始めから…自分が田宮を好きな事を認めていたら、傷つく人は出なかったんだ。
改めて、自分の不甲斐なさを反省した。

そんな昼食を終えて、僕は周りを気にしながら旧資料室を目指した。
3時間目の中休みに鍵を開けておいて正解だったな。
少し遅れてる気がする。
さっきの光景は彼女も目撃したのかな…。

ガラガラ…。
旧資料室を開けると、彼女はやはり先に来ていた。
狭い埃っぽい部屋の向こうの窓辺で、肘をついて外を見ていた。

「遅れたかな…すまない。待たせて。」
「いえ。先生こそ、彼女達をおいて来て大丈夫なんですか?」
やっぱり、見られてた!
「あれは…違うんだ…。
その…。」
僕は慌てて、彼女の真後ろまで歩いた。
「せっかく、モテてるのに…何で私なんですか?」
「えっ…。何でって。」
「う~ん。可愛い子や、綺麗な子が男の人って好きなんじゃないかな?って…。
わざわざ、私を選ぶなんて…どうなのかなって…。

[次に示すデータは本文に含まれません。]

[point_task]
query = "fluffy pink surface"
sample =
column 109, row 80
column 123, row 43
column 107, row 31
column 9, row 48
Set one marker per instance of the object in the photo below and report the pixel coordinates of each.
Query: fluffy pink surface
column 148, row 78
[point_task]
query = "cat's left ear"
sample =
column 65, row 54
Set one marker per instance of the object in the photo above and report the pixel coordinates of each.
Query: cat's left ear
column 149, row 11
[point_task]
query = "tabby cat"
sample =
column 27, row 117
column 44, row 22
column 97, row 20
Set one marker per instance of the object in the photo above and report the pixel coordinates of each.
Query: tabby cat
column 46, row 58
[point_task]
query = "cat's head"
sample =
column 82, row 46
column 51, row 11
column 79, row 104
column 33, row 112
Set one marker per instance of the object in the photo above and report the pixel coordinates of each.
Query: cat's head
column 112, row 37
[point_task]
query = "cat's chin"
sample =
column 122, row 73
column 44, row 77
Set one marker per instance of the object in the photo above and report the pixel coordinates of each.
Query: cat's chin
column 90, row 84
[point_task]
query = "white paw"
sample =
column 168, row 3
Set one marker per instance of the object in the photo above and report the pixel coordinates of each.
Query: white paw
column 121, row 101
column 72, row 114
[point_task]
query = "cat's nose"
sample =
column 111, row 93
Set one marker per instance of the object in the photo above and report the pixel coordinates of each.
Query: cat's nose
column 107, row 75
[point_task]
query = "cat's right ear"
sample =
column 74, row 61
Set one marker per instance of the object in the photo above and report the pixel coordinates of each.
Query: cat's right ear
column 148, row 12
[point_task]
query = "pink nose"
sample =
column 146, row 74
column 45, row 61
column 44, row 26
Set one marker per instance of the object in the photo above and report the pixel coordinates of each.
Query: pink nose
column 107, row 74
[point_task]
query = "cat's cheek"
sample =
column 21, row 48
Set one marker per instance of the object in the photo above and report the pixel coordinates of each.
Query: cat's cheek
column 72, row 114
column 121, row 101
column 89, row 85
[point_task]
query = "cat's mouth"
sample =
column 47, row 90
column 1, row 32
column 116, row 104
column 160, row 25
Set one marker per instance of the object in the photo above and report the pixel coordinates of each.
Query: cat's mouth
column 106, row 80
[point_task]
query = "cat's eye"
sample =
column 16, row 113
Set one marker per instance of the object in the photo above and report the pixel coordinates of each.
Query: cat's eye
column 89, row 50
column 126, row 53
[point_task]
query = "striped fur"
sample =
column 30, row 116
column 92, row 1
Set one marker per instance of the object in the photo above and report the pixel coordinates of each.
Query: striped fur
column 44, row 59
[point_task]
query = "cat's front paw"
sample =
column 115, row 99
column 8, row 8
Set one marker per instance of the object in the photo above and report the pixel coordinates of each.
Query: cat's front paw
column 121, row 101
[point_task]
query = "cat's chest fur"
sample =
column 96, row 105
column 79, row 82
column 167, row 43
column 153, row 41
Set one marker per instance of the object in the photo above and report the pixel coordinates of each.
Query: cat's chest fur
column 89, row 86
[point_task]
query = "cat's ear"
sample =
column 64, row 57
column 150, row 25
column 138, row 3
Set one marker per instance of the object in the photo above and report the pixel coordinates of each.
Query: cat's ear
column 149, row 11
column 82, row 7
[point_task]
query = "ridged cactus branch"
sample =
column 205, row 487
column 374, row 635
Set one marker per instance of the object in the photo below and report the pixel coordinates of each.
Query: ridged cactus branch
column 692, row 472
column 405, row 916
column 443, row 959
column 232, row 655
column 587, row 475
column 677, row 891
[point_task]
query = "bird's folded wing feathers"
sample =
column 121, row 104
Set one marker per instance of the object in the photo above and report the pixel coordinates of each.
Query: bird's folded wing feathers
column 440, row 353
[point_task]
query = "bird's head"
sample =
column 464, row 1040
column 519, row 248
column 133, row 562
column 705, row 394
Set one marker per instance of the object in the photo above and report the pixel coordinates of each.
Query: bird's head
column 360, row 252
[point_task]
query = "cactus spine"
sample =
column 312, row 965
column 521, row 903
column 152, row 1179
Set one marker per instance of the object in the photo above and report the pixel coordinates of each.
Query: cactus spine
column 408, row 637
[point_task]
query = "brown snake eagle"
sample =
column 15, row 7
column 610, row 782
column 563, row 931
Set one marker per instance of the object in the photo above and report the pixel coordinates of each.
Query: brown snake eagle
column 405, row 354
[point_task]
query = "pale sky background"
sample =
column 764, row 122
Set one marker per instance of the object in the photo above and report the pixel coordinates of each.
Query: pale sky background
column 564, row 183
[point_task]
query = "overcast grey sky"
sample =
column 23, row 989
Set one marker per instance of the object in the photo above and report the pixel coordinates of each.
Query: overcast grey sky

」
「だから!どうして自分をそんなに下に見るんだ!」
僕は思わず、背後から彼女を抱きしめた。

「僕は君じゃなきゃダメなんだ!君しか…僕には君しかいないんだ。」
「…そう…なんですか…。
それでは…仕方ありませんね。」
彼女は小さな声で呟いた。
「ああ。どうしようもないんだ。
この気持ちは変えられない…。」
彼女は僕の顔の下でゆっくりと頭を斜めにして、僕の右肩に頭をもたれ掛けた。
背後から抱きしめてる僕の手に、自分の手をそっと重ねた。
僕は彼女の首筋に顔を埋めるようにして、目を閉じた。
彼女の香りが僕を包み込んでいた。

「この部屋…少し寒いですね。」
「ん…寒いな。」
僕等はお互いの体温で温めあっていた。

「今朝はごめんなさい。
姉は心配性だから…。
先生は…姉とキスするの嫌でした?」
「ん…嫌だった。
キスは君としたい…。」
僕は重ねた手の指を絡めながら言った。
「先生が学校で言っちゃダメなセリフですよ。
今のセリフ。ふふふ。」
「ん…そうだな。
本当…そうだな…。ははは。」

この気持ちいい感覚…止まっ時間の中で…2人だけが触れ合える…そんな不思議な感覚。
これが…僕の心に幸せをくれる…。
君しか出来ない事なんだ…。
他の誰でもない…君にしか…。

僕は彼女に勇気を貰い、午後の授業へと向かった。